À Paloma vendredi 29 novembre, à 20h.

Yan Stefani et Mat Bastard reviennent plus fort (crédit OJOZ)

Trois années d’absence. Autant dire une éternité. Pour les fans et les autres.

Élément important de ce nouvel album de Skip The Use "Past & Future", sorti le 18 octobre chez Polydor, le temps (et ce que l’on en fait) file aujourd’hui à toute allure, réseaux sociaux et écrans noirs : la donne a changé. Un concert événement à ne pas manquer que l'on soit rocker ou pas !

Matt Bastard et Yan Stefani n’ont pas disparu depuis 2016, date de cette séparation qui n’en a jamais été vraiment une. Ils ont travaillé, dur, à distance. En solo pour Mat, côte ouest, États-Unis. En groupe avec The NoFace pour Yan.

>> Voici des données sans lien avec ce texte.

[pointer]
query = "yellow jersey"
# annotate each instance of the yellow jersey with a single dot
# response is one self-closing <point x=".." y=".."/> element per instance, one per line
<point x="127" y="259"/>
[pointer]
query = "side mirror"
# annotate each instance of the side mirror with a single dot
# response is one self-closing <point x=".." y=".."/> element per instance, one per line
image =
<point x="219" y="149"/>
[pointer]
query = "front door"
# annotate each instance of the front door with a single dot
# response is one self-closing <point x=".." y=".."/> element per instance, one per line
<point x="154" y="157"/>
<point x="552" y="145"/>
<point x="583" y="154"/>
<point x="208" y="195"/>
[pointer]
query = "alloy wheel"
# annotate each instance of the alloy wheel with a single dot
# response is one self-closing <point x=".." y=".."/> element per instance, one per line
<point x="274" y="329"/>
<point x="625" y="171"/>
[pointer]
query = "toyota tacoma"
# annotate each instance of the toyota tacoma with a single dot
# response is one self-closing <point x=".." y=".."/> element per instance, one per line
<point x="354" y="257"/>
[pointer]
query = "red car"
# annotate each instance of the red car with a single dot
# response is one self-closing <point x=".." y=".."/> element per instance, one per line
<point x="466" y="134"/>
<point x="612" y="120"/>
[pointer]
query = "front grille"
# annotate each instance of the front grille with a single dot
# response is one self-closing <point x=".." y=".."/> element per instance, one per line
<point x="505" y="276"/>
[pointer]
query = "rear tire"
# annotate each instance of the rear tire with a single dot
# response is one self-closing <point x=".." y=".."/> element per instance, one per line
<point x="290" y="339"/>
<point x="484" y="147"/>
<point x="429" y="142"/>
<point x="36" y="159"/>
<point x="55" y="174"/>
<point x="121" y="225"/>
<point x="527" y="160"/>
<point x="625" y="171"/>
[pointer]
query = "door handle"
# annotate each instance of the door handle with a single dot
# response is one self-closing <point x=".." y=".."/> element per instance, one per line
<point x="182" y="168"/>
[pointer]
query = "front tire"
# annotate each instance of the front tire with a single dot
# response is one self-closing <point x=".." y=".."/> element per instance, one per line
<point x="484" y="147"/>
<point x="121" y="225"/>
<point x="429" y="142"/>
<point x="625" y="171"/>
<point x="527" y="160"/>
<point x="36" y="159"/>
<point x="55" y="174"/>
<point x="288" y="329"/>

Ce n’est ni un remix, ni une reformation, ni une dernière chance. Non. C’est une amitié consolidée, une envie brûlante d’en découdre avec les clichés et les certitudes. Surtout, le besoin d’édifier une passerelle temporelle entre hier et demain, pour mieux fédérer les coeurs et rapprocher les générations.

Ce disque est à la fois une main tendue, un poing serré, un sourire en coin, un club en fusion et une virée électrique qui ne fait pas de prisonnier. L’identité de Skip The Use, faite depuis toujours d’éclectisme, de passion, d’indépendance forcenée et de brassage sans frontière semble s’être renforcée.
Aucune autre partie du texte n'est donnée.